待ちに待った続編、封切り日の初回上映を観てきました。


さて、ネタバレ無しで、何をどこまで書けるか・・・
とりあえず頑張って書いてみます。

前作では、最初のほうのタイレル社のシーンが夕陽で、その他は殆どのシーンが夜で、雨が降っていて、ラストシーンで雨がやんで、夜が明けて、終わります。続編では、昼間のシーンが多く、雨ではなく、雪が降ります。メカデザインは、外観的には前作とあまり変わりませんが、ブラウン管は無くなり、液晶画面になりました。街には3Dフォログラムが溢れています。描かれている世界は、ずいぶん変わったなぁ〜、という印象です。

一作目は、フィルムノワール的な雰囲気や、タルコフスキーの「ストーカー」を思わせるような表現が見られたり、未来的というよりも、ノスタルジックな映画でした。続編は、もっとSF的で未来的です。

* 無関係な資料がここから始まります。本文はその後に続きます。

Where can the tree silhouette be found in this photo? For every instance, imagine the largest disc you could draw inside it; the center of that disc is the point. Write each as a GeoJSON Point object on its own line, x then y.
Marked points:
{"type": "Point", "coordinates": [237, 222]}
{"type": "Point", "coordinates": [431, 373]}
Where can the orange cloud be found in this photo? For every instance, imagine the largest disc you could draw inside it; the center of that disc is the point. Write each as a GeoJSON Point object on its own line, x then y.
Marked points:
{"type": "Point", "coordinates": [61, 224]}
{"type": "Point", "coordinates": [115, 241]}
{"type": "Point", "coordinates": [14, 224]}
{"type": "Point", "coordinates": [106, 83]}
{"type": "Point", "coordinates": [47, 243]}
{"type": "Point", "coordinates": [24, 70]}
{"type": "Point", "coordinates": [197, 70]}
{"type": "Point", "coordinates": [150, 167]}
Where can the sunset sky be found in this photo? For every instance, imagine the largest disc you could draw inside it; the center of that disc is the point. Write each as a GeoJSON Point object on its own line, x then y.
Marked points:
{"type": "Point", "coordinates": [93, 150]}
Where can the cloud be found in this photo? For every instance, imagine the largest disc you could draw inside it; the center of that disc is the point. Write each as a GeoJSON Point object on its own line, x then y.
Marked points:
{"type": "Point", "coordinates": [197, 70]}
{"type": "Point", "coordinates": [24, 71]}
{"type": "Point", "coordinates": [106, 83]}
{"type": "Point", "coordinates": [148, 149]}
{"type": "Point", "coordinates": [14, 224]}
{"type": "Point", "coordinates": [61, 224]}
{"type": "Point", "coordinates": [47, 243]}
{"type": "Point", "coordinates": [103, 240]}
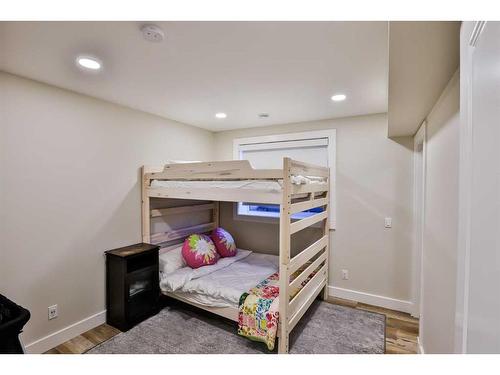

それは、良くも悪くもあるのですが、未だCGが無い時代の映画と、CG技術の発達した今日的な映画の違い(差)があるのでしょう、映像は美しいです。

Stalker


結局、内容については殆ど語れません、ネタバレの壁があります。
哲学的な深まりがある、とても良質、とだけ申し上げておきます。

また、もう一度観て、もう少し踏み込んだ(ネタバレも含む)レビューを書くつもりです。